In 2020, the infra team added various new services, such as the new SilverStripe-based Extensions and Templates site. Some background to the technical and design decisions behind the site are here on the blog.
Meanwhile, Discourse was investigated as a likely AskBot replacement, while several VMs for deployment tests outside the scope of infra were handed over (such as decidim). The infra team worked on Moodle (an e-learning platform), build bots, integration of the Weblate translation platform into the TDF development dashboard, and a crashtest box (sponsored by Adfinis).
Along with the new services, there were many notable upgrades too. Some machines are still running Debian GNU/Linux 9 (codename Stretch), but most are now upgraded to Debian 10 (codename Buster). Other updates include: Nextcloud 16 to 20, Gerrit 2.16 to 3.2, LibreOffice Online 6.3 to 7.0, and Mediawiki 1.31 to 1.35. Finally, OpenGrok, Etherpad Lite, Weblate and the Grimoire dashboard received updates too.

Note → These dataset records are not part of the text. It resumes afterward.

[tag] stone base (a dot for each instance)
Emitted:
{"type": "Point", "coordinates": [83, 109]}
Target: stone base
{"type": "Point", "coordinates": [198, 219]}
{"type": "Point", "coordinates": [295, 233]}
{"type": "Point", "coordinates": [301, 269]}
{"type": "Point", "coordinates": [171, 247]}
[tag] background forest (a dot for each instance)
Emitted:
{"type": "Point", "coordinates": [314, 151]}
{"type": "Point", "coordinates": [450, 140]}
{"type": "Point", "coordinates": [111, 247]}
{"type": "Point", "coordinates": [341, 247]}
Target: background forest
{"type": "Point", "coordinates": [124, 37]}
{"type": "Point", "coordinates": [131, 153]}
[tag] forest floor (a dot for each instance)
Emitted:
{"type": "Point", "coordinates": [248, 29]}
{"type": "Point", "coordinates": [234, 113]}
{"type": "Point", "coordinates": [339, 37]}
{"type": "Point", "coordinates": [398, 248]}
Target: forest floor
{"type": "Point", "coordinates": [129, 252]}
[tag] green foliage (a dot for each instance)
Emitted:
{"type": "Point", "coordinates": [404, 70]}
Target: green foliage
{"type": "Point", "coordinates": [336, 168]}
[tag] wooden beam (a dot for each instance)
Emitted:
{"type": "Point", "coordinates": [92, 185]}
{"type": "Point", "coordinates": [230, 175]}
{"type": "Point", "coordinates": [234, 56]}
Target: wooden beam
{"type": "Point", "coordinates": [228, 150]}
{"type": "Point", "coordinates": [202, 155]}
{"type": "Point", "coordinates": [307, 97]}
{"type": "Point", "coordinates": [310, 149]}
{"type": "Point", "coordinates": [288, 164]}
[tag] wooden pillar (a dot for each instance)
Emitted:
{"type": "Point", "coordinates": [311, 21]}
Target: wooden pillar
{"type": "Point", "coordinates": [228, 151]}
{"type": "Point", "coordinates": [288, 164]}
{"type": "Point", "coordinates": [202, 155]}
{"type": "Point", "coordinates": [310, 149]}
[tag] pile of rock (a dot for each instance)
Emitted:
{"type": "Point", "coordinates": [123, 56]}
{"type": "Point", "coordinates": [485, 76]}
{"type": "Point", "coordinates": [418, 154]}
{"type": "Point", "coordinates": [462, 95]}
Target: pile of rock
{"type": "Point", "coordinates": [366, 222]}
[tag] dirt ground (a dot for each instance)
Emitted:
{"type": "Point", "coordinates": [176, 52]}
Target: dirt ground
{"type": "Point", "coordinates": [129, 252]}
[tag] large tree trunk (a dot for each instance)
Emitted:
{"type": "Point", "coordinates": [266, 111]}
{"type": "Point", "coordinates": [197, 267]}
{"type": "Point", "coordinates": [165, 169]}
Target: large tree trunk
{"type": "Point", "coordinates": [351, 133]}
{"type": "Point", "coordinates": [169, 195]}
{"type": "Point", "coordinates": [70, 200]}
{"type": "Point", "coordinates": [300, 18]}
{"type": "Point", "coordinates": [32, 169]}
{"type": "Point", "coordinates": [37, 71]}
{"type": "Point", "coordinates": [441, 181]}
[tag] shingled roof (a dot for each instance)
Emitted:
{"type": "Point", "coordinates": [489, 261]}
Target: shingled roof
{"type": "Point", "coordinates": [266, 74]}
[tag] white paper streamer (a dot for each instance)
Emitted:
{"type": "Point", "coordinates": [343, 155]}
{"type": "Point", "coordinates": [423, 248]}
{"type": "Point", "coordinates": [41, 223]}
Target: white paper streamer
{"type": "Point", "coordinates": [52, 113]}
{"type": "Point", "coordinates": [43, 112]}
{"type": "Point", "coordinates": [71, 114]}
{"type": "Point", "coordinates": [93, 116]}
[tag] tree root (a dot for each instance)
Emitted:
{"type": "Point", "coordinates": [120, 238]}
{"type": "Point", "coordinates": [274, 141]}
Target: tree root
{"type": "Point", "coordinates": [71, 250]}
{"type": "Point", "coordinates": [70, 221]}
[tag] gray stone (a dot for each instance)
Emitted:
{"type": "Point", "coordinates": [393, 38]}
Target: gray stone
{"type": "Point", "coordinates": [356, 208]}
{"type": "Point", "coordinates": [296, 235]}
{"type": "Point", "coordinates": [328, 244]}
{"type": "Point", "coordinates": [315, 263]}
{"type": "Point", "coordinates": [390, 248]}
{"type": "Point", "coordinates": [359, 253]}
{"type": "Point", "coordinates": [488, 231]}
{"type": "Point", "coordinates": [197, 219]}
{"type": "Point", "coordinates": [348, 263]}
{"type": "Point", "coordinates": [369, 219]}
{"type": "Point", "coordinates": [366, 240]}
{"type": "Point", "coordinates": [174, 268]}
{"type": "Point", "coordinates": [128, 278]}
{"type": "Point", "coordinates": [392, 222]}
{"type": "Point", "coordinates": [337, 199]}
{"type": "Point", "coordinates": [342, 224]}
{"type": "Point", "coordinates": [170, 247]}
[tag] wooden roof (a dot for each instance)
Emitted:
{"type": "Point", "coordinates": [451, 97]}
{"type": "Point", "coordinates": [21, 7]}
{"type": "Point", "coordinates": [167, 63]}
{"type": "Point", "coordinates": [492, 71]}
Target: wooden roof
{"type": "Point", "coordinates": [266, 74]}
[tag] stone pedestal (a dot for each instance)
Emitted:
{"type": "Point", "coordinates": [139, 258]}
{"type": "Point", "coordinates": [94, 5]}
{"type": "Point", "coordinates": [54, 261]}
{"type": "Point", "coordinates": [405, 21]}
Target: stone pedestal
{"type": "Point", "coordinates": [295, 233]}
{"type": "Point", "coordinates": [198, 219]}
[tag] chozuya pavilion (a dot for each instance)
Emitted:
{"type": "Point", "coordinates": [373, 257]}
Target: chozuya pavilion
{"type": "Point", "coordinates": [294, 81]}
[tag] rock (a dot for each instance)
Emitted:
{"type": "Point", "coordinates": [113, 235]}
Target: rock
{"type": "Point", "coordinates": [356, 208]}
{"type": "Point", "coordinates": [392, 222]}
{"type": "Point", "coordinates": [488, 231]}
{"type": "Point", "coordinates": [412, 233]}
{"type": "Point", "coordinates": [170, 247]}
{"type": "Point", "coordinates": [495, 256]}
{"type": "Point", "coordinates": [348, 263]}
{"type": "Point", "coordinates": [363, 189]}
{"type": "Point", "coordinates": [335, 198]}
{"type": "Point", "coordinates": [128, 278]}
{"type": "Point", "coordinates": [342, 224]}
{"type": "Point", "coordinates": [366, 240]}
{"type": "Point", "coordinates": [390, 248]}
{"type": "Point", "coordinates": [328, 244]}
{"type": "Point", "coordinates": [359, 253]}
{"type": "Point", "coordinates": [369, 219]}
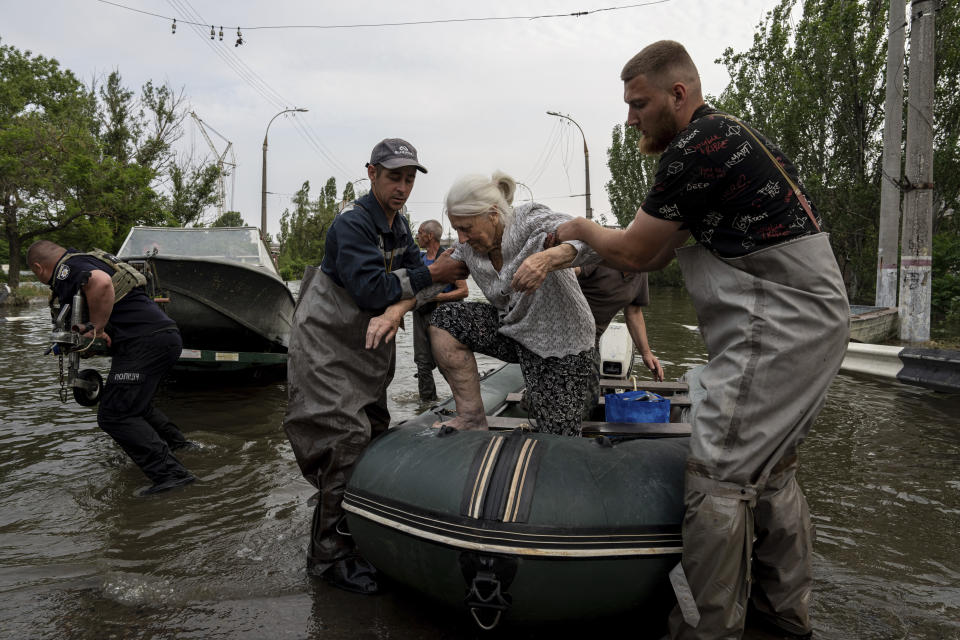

Notable refactoring/improvements took place in the online help backend, along with the backends for bibisecting and mailing lists. The team started collecting metrics for download counters and the update checker, and worked on improving IRC bots, the monitoring setup, and a distributed backup solution.
Documentation was improved to make onboarding of new infra team members easier, while the SSO (Single Sign-On authentication) system was expanded with more services: Gerrit, the new extension site, Discourse, Jitsi and Moodle.